The story clearly demonstrates Jesus’ concern for women, especially widows. Through this encounter, Jesus illustrates his rejection of false distinctions between clean and unclean; he eliminates the idea of prejudicial treatment for those in need, especially women. More than once in Luke’s gospel, the stories are knit together as they express Jesus’ mission to the “outsider.” In this chapter, as elsewhere, Jesus tampers with the religious, racial, and social taboos of Jewish particularism. As he also defends the ministry of John the Baptist, Jesus is recognized as a friend of tax collectors and sinners (7:18–35), as well as a great prophet (v. 16). Thus, Jesus responds in such positive and warm ways to a Gentile centurion and his needy slave, a Gentile, a widow, tax collectors, and sinners—the people most aware of their broken condition.

Healing a woman on the Sabbath (Luke 13:10–17)

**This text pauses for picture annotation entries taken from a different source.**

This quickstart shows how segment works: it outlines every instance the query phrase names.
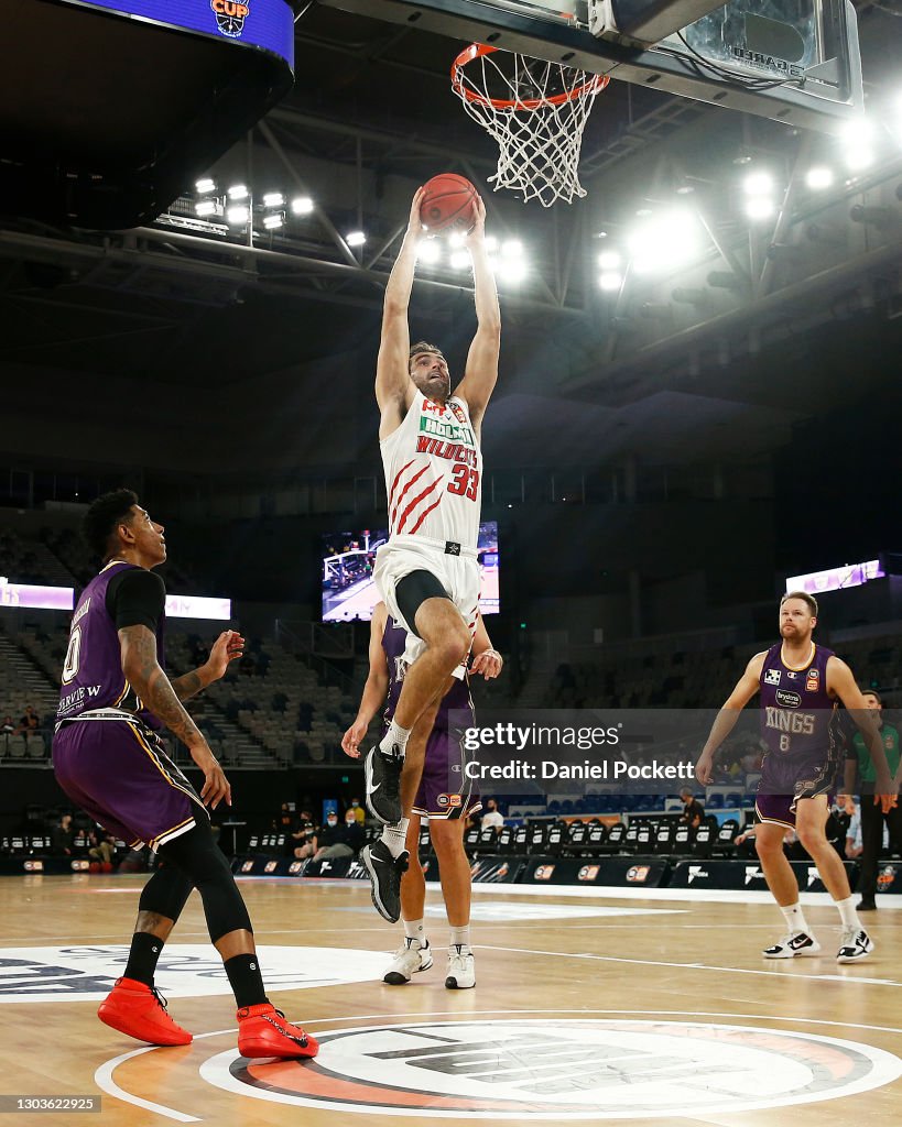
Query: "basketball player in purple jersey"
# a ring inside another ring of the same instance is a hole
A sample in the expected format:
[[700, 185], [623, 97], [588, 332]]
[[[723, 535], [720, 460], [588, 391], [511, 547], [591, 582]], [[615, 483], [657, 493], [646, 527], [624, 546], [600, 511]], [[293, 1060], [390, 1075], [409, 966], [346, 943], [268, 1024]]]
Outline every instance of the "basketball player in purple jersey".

While Simon’s mother-in-law is healed on the Sabbath with full approval, a woman is healed on another Sabbath and thereby criticized by a synagogue president. This male synagogue official, in response to the Sabbath issue, directs his comments, not to Jesus, but to the crowd. While he vainly solicits their response to the “when” of her healing, Jesus answers the Sabbath question. This woman has suffered with a “spirit of sickness,” “being bound by Satan” for eighteen years (13:11, 16). The woman is unable to stand erect, which does not prohibit her from entering the synagogue—on the Sabbath. The woman rejoices (v. 13), for now she has a new reason for rejoicing, i.e., her healing even in the midst of her opponents’ opposition. She is also called “a daughter of Abraham” (v. 16) even in her demon-possessed condition. Nowhere else does this specific term occur in the gospels, much less when referring to one who is demon-possessed. Jesus reveals his opponents’ hypocritical treatment and their resultant shame. By way of contrast, the crowd (like the woman) was rejoicing (13:17) at his wonders—on the Sabbath. The woman’s response is contrasted with that of his male opponent—the synagogue official—and the other “opponents.” In English, the word opponent refers to both masculine and feminine adversaries; in Greek usage, either in the New Testament or Septuagint, not only is opponent a masculine gender word, but is also only used of male adversaries in the New Testament.

Conclusion

Jesus nullifies religious and social taboos as he responds to the needs of four females who are in the sphere of the “unclean.” A hemorrhaging flow of blood, death, having an unclean spirit—these are no barriers to his life-giving responses. He even raises people from the dead when there is no intercession; it is simply Jesus’ observation of a funeral procession that causes him to intervene. He sees that the creation celebration means a joyous festival, which now finds realization in acts of healing, e.g., the woman “having an unclean spirit,” who is unable to stand erect. Far from considering her unclean, he calls her a “daughter of Abraham.” Further, three of the four occasions narrate how certain male figures are the ones who object to Jesus’ open stance toward the female gender. Jesus heals women; he takes them seriously. He openly affirms their worth and dignity through miraculous encounter. He neither trivializes nor patronizes these women, but models his acceptance and affirmation of these females and easily dismisses social and religious taboos.

Notes

  1. Bonnie Thurston, Women in the New Testament: Questions and Commentary (New York, N.Y.: Crossroads, 1988), 71.
  2. Due to a loss of blood, there is a loss of life (Lev. 17:11), thus rendering a person unclean.
  3. Mary Ann Tolbert, “Mark,” Woman’s Bible Commentary, ed. Carol A. Newsome and Sharon H. Ringe (Louisville, Ky.: Westminster John Knox Press, 1998), 268.